L'heure de la traite
Après ce petit entracte, retour à notre journée de travail avec la traite des chèvres du Massif central. Maintenant qu’elle doit en traire 12, Sandra a investi dans une petite machine pour traire plus rapidement. « Ce qui est important, c’est de ne pas faire de sur-traite, c’est-à-dire que l’on vient aspirer la mamelle quand il n’y a plus de lait. Sinon ça va créer des lésions à la mamelle et là, on peut avoir des mammites. Il faut être vigilant ».
Mais en bonnes éleveuses que nous sommes, nous allons faire la traite à la main (en tout cas « tester » pour ma part). « Avec les deux doigts, on vient bloquer le lait dans la mamelle pour pouvoir venir le tirer. On va venir pomper pour faire l’action que fait la machine, c’est-à-dire l’aspiration.
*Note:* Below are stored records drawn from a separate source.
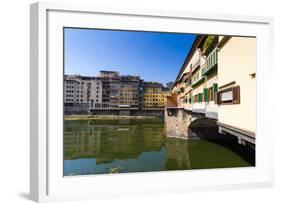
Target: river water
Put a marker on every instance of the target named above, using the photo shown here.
(140, 145)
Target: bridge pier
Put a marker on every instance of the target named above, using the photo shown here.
(182, 123)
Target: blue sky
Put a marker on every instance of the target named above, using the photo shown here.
(152, 55)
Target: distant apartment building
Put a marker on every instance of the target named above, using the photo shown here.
(111, 91)
(125, 92)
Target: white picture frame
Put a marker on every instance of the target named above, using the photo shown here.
(46, 179)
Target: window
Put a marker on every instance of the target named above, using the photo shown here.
(229, 96)
(211, 94)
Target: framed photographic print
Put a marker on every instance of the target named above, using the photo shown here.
(127, 102)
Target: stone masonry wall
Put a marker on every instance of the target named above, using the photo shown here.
(177, 122)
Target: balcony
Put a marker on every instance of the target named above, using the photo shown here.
(211, 63)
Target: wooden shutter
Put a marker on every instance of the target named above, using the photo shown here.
(236, 95)
(206, 97)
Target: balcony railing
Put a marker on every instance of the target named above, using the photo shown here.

Il faut venir pousser le lait vers le bas. Pour elle, c’est un plaisir. Ça libère la mamelle d’une tension. Quand c’est parti, elle lâche le lait ». C’est Nova qui sera mon cobaye, c’est la moins susceptible sachant que c’est une première pour moi. Mes premières tentatives se soldent par un échec, il faut avoir le coup de main. Et finalement, un léger filet de lait finit par sortir ! À la machine, on met normalement 2-3 minutes, et à la main c’est à peine 5 minutes : je suis loin d’aller aussi vite que Sandra, c’est tout un métier…
L'heure de la glace
« Quand on cherche à avoir du volume de lait, c’est pour faire du fromage. On va avoir des chèvres qui ont au moins 5 litres. Moi, j’ai choisi la chèvre du Massif central exprès parce que je veux avoir peu de lait mais un taux de matière grasse concentré. On sait que quand on a du volume, on a moins de matière grasse. Quand on a moins de volume, la matière grasse est concentrée. Et moi, pour la glace, je veux avoir quelque chose de crémeux ». Justement, c’est l’heure d’aller fabriquer de la glace : après l’effort le réconfort.
Nous récupérons le lait que nous venons de traire pour le filtrer. Pour faire une glace au lait de brebis saveur menthe. Il nous faut : 2,5 litres de lait, 2 bouquets de menthe fraîche, 285 g de poudre de lait, 600 g de sucre, 330 g de sirop de glucose, et un litre de crème. Tous ses ingrédients sont mélangés puis chauffés. « Il faut le chauffer jusqu’à 82 degrés, de cette manière le lait est pasteurisé. Après, on laisse la préparation au frais et on la laisse maturer pendant 24 heures ». Après ce temps d’attente, on filtre le tout et on met le mixe dans la turbine. « L’intérêt c’est de refroidir la préparation en incorporant de l’air, c’est ça la glace en fait. On fait tourner la turbine pendant 10-15 minutes ». Après avoir attendu le temps nécessaire, nous remplissons les petits pots et surtout : nous testons les produits. Malgré les températures qui se sont rafraîchies, la glace à la menthe est succulente.
Sandra a des journées bien remplies toute l’année, après les glaces estivales très bientôt, elle s’attaquera à la confection de bûches glacées pour les fêtes de Noël. Au mois de janvier, elle fera la tonte de ses chèvres angora pour ses vêtements en laine mohair. Mais ça, c’est une autre histoire et un autre métier à tester.